怜悧な裁判官は偽の恋人を溺愛する

幸せの始まり

 その後木下は、器物損壊容疑で駆けつけた警察により現行犯逮捕された。

 木下はこれまでに若い女性を狙った付きまとい行為を何度も行っていたらしく、警察にも要注意人物とされていたようだ。

 彼は退勤途中の私を尾行したことにより自宅を特定したという。それから、防犯カメラのない場所からマンションの壁を登って侵入、そして私の家の鍵穴に紙くずを入れたことを認めた。警察は私の件以外にも余罪があるとみて、捜査を進めている。

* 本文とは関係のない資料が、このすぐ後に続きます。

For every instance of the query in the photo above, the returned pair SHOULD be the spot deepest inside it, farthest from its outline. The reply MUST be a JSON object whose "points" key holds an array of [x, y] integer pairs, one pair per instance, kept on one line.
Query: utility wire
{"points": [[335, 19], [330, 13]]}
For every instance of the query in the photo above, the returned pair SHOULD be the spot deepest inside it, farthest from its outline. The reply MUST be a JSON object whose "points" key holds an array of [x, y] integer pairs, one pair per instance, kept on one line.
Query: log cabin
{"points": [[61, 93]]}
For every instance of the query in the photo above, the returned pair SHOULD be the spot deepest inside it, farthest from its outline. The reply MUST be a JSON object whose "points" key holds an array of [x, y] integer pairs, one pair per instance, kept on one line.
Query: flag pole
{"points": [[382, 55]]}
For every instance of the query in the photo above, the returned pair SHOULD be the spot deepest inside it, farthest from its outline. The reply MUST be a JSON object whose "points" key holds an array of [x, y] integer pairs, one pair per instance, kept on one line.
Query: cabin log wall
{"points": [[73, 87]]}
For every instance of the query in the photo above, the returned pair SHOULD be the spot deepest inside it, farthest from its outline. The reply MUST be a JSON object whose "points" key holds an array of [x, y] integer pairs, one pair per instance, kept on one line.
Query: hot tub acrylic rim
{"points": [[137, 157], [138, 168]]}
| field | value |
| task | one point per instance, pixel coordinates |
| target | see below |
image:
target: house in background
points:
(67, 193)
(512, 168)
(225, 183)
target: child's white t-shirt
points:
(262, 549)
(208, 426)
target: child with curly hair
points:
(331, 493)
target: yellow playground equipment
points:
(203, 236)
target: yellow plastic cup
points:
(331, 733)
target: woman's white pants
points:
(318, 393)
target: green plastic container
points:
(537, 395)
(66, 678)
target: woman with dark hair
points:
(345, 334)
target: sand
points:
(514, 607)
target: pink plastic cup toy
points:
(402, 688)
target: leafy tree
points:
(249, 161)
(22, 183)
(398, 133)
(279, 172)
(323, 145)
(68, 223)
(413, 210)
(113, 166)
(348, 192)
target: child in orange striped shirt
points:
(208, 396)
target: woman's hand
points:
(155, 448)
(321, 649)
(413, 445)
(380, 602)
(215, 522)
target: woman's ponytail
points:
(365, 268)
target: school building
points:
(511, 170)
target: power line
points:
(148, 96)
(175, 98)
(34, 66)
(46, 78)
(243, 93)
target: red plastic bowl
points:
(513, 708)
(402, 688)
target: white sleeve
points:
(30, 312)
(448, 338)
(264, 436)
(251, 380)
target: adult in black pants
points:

 百貨店側もこの事件を重く受け止めたようで、木下は百貨店の全店舗出入り禁止が決まった。

 騒動から三ヶ月が経ち、私にもようやく平穏な日常が戻ってきたと言える。

 木下が逮捕されたこともあり、私の異動は取り消しとなった。今までと同じ店で、仕事に邁進する日々である。

 そんな私の日常にも、いくつか変化が訪れていた。

「はい、完成です。どうでしょうか? 真子さん」

「わあ……とっても素敵」

 手鏡を覗き込んだ真子は、化粧を終えた自分の顔を見て歓声を上げた。今日は新発売のアイシャドウの試し塗りをしたのだが、気に入ってくれたようだ。